Beige in 2026 is the kei-class lifestyle palette — Hustler, Taft, Delica Mini, Jimny — where the colour is a deliberate contemporary aesthetic choice, not a fleet-history flag. The buyer for these vehicles actively chooses the colour as part of the outdoor/adventure styling.

For older legacy models (Allion, Premio, Camry), beige still carries the historical association. But for current 2022+ stock in lifestyle kei vehicles, the colour is a feature, not a flag. The rule needs to be updated: beige on an Allion still discounts the resale; beige on a Hustler does not.

The lower average JPY for beige examples (¥2.78M) reflects the model mix (kei cars are cheaper), not a colour penalty per se.

Rule 3: Solid white commands a premium over pearl

This is the most counterintuitive finding in the dataset.
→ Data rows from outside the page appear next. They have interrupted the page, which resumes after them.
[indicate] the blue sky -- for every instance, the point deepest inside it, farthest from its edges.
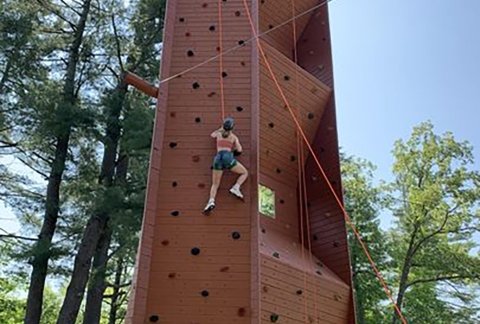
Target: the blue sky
(398, 63)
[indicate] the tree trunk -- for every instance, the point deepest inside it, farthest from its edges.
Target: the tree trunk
(98, 222)
(42, 248)
(96, 287)
(402, 287)
(112, 318)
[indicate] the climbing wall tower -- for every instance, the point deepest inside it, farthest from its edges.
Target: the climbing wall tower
(238, 265)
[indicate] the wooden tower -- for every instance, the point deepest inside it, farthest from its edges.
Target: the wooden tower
(237, 265)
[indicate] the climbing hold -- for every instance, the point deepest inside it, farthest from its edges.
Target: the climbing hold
(241, 312)
(195, 251)
(274, 318)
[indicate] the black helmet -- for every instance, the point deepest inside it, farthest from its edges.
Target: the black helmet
(228, 124)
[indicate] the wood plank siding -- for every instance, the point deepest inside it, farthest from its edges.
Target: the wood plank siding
(236, 265)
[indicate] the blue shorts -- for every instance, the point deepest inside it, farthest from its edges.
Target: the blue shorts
(224, 160)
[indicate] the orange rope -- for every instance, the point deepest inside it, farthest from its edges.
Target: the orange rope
(300, 171)
(220, 47)
(312, 152)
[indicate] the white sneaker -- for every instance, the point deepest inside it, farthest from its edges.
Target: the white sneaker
(235, 190)
(210, 206)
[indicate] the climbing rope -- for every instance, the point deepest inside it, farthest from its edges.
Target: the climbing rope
(220, 49)
(313, 154)
(234, 48)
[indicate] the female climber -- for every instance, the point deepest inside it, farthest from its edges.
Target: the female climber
(228, 146)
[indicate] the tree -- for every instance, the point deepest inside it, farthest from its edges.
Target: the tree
(363, 203)
(434, 198)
Solid white examples average ¥5.93M in JDM auction price — 31% higher than pearl’s ¥4.5M average. The conventional wisdom that pearl outranks solid white on Sri Lankan resale is contradicted by the inventory composition.
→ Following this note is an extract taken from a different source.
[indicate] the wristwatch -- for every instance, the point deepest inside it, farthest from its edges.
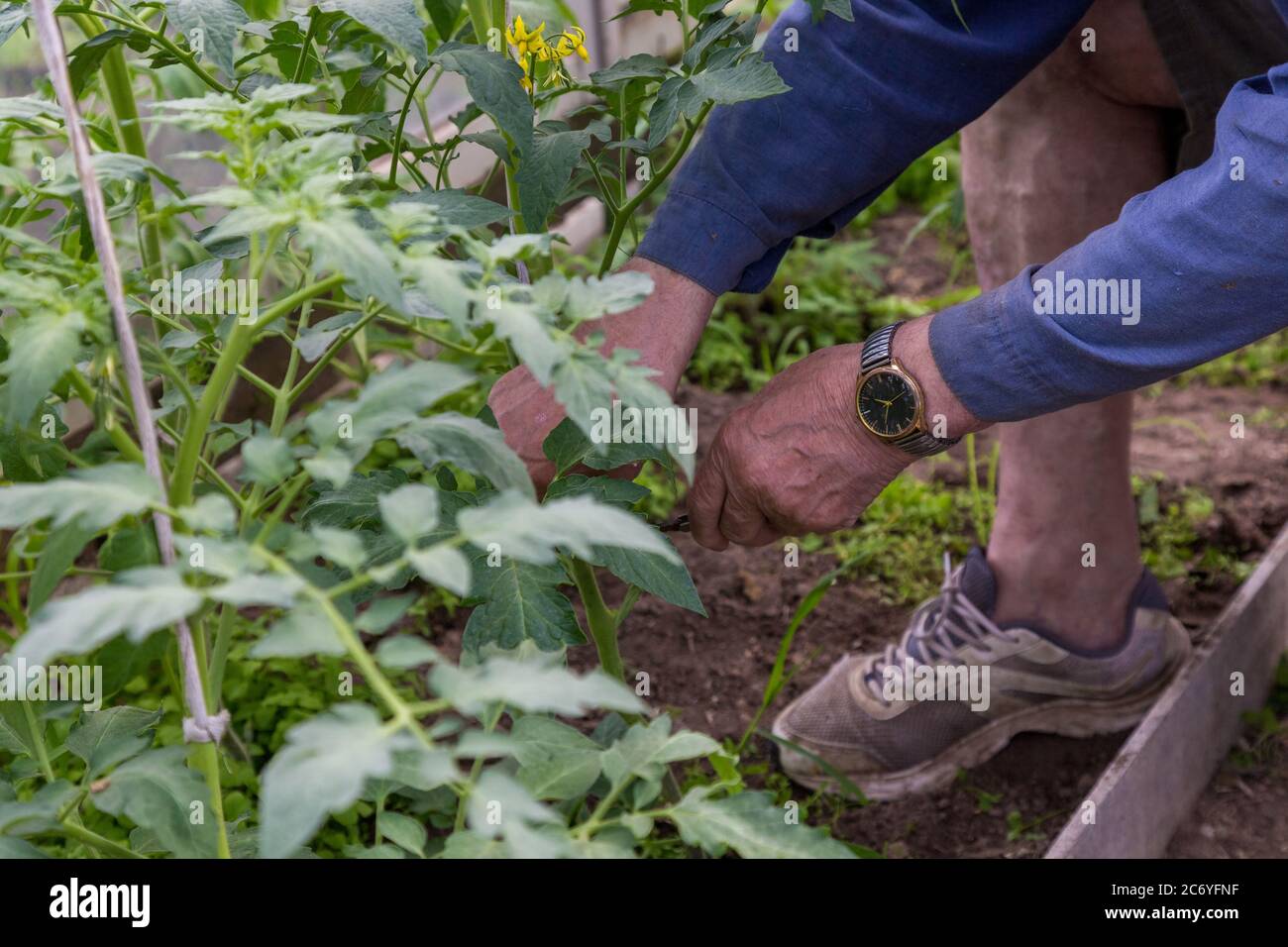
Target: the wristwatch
(889, 399)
The explanation is mix shift again. Solid white is the dominant new-car colour for current Toyota production (Yaris Cross, Corolla Cross, Land Cruiser 250) where pearl is no longer the default factory option in some trims. Buyers pulling these newer Toyotas are paying for a current-model premium that comes packaged with the solid-white finish.
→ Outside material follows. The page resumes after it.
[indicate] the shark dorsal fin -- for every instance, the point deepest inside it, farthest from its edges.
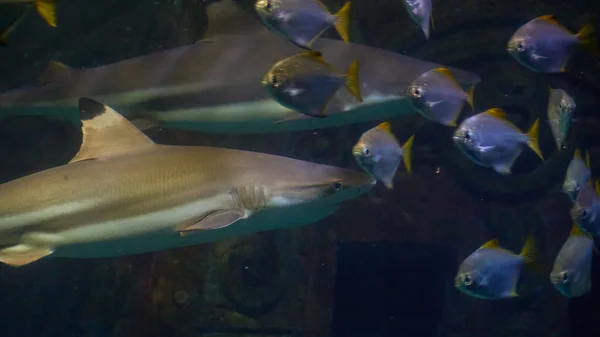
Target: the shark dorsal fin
(106, 133)
(491, 244)
(226, 17)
For the Sri Lankan resale market, this means solid white on a 2023+ Toyota is a premium signal, not a downgrade from pearl. The pearl-only rule of thumb applies to older 2015–2020 stock; for current new-model imports, solid white is genuinely the more in-demand finish on the JDM side and the higher-CIF side translates to higher SL landed prices.

Rule 4: Two-tone roofs still slow the resale, but not as much as you would expect

Multi-tone and “Others” colour categories (combinations like black-roof-orange, two-tone Hustler, Wagon R two-tone livery, BMW M-Sport bicolour) account for 4.1% of inventory at an average JPY of ¥10.1M — the highest of any category, by a significant margin.

The high average JPY reflects the model mix: Lexus NX two-tones, Mercedes-AMG bicolours, lifestyle kei cars in adventure liveries. These are not bargains; they are premium-spec orders.

In Sri Lankan resale terms, two-tone configurations consistently take 2–3 weeks longer to sell than equivalent single-colour examples — not because the buyer pool is smaller, but because the buyer pool is more specific. The right buyer pays a small premium for the distinctive look; the wrong buyer never even shortlists the car. Plan for slower exit if you go two-tone.

Rule 5: Green is having an unexpected moment

Green is the surprising fifth-most-common single colour in the dataset (105 examples, 3.3%) — ahead of blue (104), silver (98) and red (64). The top green models are concentrated in three categories:

  • Suzuki kei-class lifestyle vehicles (Hustler, Wagon R Stingray, Jimny)
  • Toyota Land Cruiser 250 / Land Cruiser 70 (the dark forest-green factory options)
  • Honda Civic and Accord (current-gen sage and green metallic options)

Green is not a colour the SL conventional wisdom traditionally rates highly, but the JDM auction-side data shows it landing in real volume. For the buyer who genuinely wants green, the inventory is there; for the seller, expect a slightly narrower buyer pool but a buyer who actively wanted that colour and will not haggle on it. Green at ¥3.79M average is the lowest-price band of the volume colours, mostly because it skews kei.

Rule 6: Silver and Champagne are quietly disappearing

Silver — once the second-or-third most common SL colour through the 2008–2015 era — is now just 3.1% of inventory at 98 examples. Champagne, beige’s lighter cousin, has effectively disappeared from current stock outside of older Allion/Premio examples.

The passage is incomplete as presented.